I am using above code for training RLHF for answer generation.
learning_rate=1.41e-5
max_ppo_epochs=1
mini_batch_size=4
batch_size=16
config = PPOConfig(
model_name=model_name,
learning_rate=learning_rate,
ppo_epochs=max_ppo_epochs,
mini_batch_size=mini_batch_size,
batch_size=batch_size
)
ppo_trainer = PPOTrainer(config=config,
model=ppo_model,
ref_model=ref_model,
tokenizer=tokenizer,
dataset=dataset_train,
data_collator=collator)
but while running this code I am getting error like
---------------------------------------------------------------------------
ValueError Traceback (most recent call last)
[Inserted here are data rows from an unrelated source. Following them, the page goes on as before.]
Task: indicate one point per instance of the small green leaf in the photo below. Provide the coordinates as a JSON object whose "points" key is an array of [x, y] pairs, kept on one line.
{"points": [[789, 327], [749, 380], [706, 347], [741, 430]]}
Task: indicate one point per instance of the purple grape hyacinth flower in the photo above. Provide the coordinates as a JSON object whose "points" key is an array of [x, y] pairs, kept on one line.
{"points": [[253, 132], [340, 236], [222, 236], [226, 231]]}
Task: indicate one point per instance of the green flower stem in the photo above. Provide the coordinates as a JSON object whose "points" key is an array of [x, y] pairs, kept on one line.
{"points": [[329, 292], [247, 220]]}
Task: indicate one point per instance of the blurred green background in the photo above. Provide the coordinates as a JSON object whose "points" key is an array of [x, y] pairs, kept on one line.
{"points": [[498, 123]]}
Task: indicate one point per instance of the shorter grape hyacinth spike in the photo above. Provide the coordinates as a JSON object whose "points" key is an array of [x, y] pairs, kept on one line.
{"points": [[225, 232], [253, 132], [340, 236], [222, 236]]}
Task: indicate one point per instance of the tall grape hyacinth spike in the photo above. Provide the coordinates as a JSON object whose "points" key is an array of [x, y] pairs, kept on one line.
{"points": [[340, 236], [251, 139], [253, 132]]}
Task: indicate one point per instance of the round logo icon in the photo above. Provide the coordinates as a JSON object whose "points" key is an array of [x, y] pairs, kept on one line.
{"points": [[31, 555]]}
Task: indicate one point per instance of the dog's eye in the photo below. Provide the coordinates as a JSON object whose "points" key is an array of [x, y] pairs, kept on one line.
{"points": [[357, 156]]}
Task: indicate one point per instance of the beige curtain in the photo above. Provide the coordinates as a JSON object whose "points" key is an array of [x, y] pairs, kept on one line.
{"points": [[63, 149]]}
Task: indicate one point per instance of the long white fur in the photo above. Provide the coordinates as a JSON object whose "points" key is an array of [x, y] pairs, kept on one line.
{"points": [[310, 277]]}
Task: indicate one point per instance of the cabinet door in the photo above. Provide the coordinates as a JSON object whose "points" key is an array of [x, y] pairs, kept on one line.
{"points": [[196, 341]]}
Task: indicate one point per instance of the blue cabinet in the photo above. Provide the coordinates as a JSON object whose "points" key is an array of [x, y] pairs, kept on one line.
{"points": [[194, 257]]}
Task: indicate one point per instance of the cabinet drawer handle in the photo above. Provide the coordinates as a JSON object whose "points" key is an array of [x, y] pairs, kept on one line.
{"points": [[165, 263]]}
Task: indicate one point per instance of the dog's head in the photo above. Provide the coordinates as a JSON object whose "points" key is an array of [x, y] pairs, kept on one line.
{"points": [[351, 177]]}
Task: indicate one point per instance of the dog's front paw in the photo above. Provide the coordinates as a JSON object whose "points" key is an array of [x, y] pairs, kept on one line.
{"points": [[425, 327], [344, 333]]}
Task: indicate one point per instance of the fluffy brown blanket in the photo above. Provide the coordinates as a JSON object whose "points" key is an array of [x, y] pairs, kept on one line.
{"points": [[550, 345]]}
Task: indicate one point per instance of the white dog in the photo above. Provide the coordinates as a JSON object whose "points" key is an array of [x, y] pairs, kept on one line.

<ipython-input-41-5fa467fb1768> in <cell line: 14>()
12 )
13
---> 14 ppo_trainer = PPOTrainer(config=config,
15 model=ppo_model,
16 ref_model=ref_model,
3 frames
/usr/local/lib/python3.10/dist-packages/torch/utils/data/sampler.py in __init__(self, data_source, replacement, num_samples, generator)
141
142 if not isinstance(self.num_samples, int) or self.num_samples <= 0:
--> 143 raise ValueError(f"num_samples should be a positive integer value, but got num_samples={self.num_samples}")
144
145 @property
ValueError: num_samples should be a positive integer value, but got num_samples=0
How to solve this error? Thanks in advance.